Ireland ‘not permitted’ to export beef offal to China

The Irish Food Board – Bord Bia – has moved to clarify speculation surrounding exports of beef offal to China in a letter recently issued to the Galway branch of the Beef Plan Movement.

Responding to a question regarding beef exports to China and what percentage of exports will be from the fifth quarter, the Bord Bia letter explained: “Currently, Ireland is not permitted to export beef offal products to China.”

However, the letter acknowledged that for many years, the Chinese market has been “a key destination” for Irish cattle hides and sheep skins.

Bord Bia explained that hide prices are at “historic low levels” and noted that this is evident in the ‘Beef Market Tracking’ section of Bord Bia’s website.

It further pointed out that the website now contains a ‘US Byproduct Market Indicator’ and explained that this was one of the commitments given under the Beef Market Taskforce.

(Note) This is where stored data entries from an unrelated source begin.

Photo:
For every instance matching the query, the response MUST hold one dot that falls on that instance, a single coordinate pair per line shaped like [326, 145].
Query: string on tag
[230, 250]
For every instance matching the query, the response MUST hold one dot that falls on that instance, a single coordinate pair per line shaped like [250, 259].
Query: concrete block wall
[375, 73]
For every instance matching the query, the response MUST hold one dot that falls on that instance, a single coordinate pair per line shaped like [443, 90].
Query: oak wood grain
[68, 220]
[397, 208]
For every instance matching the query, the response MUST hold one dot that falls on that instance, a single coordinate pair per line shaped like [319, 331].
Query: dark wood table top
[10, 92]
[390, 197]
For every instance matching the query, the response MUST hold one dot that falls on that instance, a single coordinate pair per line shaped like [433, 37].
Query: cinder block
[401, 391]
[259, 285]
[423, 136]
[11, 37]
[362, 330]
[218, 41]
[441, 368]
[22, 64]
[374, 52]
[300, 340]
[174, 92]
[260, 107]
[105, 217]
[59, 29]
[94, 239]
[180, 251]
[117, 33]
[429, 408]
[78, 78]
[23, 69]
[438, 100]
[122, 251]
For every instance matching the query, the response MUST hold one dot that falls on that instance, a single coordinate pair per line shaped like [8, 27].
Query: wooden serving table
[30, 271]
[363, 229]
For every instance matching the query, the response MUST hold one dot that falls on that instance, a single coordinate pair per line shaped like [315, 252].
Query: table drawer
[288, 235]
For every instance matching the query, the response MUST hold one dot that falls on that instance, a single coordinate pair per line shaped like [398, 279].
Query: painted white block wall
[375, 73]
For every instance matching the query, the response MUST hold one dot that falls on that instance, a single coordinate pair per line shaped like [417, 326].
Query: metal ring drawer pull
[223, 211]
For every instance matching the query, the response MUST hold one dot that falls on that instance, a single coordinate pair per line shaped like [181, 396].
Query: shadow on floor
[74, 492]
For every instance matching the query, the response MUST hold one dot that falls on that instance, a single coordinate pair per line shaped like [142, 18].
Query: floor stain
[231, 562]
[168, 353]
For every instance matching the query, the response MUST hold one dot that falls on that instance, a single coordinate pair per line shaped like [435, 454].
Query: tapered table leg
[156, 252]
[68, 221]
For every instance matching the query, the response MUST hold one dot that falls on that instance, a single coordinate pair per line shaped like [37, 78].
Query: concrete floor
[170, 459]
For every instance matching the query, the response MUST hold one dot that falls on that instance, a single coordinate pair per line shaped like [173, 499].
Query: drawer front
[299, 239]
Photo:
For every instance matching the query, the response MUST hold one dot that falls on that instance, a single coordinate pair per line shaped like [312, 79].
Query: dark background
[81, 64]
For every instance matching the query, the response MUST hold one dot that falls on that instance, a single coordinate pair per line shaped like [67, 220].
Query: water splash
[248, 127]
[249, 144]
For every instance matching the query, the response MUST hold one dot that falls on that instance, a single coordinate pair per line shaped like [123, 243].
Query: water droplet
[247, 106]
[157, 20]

Criteria for exporting beef to China

The letter also outlined the requirements for beef being exported from Ireland to China.

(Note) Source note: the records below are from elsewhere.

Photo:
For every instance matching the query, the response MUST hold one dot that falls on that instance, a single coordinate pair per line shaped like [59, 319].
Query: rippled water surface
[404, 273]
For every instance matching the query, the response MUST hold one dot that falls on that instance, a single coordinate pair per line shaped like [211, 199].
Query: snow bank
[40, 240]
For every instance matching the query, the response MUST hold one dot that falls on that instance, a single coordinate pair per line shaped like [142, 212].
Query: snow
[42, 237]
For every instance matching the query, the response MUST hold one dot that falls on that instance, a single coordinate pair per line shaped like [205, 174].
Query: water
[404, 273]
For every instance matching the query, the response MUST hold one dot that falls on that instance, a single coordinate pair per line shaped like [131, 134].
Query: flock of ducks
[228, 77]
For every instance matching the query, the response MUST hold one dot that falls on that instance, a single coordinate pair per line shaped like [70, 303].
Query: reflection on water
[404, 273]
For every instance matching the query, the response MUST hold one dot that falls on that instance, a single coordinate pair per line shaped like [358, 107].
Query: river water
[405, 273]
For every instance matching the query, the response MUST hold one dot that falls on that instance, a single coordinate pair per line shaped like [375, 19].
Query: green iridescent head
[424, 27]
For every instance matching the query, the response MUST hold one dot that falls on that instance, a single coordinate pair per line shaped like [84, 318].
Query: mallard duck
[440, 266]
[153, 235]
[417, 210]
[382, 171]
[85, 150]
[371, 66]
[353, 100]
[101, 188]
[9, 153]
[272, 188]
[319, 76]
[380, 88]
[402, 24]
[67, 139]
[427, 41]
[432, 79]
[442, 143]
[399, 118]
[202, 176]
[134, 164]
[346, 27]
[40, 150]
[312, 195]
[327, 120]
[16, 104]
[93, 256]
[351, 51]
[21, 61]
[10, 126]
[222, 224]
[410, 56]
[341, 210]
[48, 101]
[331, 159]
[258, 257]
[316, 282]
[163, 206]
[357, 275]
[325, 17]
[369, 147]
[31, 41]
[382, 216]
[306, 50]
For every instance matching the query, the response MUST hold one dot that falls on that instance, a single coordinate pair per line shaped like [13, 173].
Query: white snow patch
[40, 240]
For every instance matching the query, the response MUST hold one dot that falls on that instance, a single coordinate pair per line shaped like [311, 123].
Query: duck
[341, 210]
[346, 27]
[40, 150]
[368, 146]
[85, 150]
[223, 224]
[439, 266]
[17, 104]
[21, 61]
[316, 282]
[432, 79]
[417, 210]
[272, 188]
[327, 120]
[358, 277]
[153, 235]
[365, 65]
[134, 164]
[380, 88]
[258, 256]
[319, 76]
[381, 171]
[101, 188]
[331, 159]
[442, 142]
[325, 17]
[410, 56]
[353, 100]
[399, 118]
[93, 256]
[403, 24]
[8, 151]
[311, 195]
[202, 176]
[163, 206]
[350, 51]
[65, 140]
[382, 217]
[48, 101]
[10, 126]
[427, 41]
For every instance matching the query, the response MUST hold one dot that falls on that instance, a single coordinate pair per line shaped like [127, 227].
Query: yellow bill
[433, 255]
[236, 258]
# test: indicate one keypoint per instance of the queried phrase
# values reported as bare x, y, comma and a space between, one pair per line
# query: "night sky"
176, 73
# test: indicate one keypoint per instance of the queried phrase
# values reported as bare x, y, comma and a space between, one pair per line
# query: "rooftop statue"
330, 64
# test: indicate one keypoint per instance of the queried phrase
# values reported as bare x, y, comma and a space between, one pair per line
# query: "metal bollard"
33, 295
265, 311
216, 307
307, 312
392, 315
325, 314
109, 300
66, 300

It explained: “The only beef allowed [to] be exported from Ireland to China must… come from animals born, raised and slaughtered in the Republic of Ireland.

No imported beef is allowed to be exported to China under the veterinary certificate agreed between Ireland and China.

“The principle demand from China is for forequarter cuts or lower value cuts from other parts of the animal.”

Concluding, the letter outlined: “The main cuts currently being exported to China include: the shin; shank; flank; brisket; chick and rib fingers.”